On MoNuSeg18 dataset, the CNN-based UNet achieved 0.8185 Dice and 0.6927 IoU scores. Whereas, the Transformerbased Swin-Unet achieved 0.7956 Dice and 0.6471 IoU scores. In comparison, our proposed hybrid framework MaxViT-UNet is able to achieve superior scores for both Dice (0.8378) and IoU (0.7208) metrics. It surpassed the CNN-based UNet  by 2.36% Dice score and 4.06% IoU score; and Transformer-based Swin-UNet by 5.31% Dice score and 11.40% IoU score on MoNuSeg18 dataset.

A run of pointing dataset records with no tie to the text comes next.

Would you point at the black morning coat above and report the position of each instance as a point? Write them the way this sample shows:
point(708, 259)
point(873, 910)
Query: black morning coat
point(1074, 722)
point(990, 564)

For the MoNuSAC20 dataset, the CNN-based UNet achieved 0.7197 mDice (mean Dice) and 0.5874 mIoU (mean IoU) scores. Whereas, the Transformer-based Swin-Unet achieved 0.4689 Dice and 0.3924 IoU scores. In comparison, our proposed hybrid framework MaxViT-UNet is able to achieve superior scores for both Dice (0.8215) and IoU (0.7030) metrics. It surpassed CNN-based UNet by 14.14% Dice and 19.68% IoU scores; and Transformer-based Swin-UNet by a large margin on Dice and IoU metrics as evident from Table 4. The large improvement in both mDice and mIoU scores shows the significance of hybrid encoder-decoder architecture.

Conclusion

MaxViT-UNet represents a promising approach for medical image segmentation, combining the advantages of CNNs and Transformers to achieve superior performance with reduced computational requirements. This hybrid model paves the way for more efficient and effective medical image analysis, ultimately contributing to advancements in medical diagnostics and treatment planning.

References

  1. Abdul Rehman Khan , Asifullah Khan. MaxViT-UNet : attention multi-axes pour la segmentation des images médicales. https://arxiv.org/pdf/2305.08396
  2. Zhengzhong Tu, Hossein Talebi, Han Zhang, Feng Yang, Peyman Milanfar, Alan Bovik, and Yinxiao Li. Maxvit: Multi-axis vision transformer. In Computer Vision–ECCV 2022: 17th European Conference, Tel Aviv, Israel, October 23–27, 2022, Proceedings, Part XXIV, pages 459–479. Springer, 2022.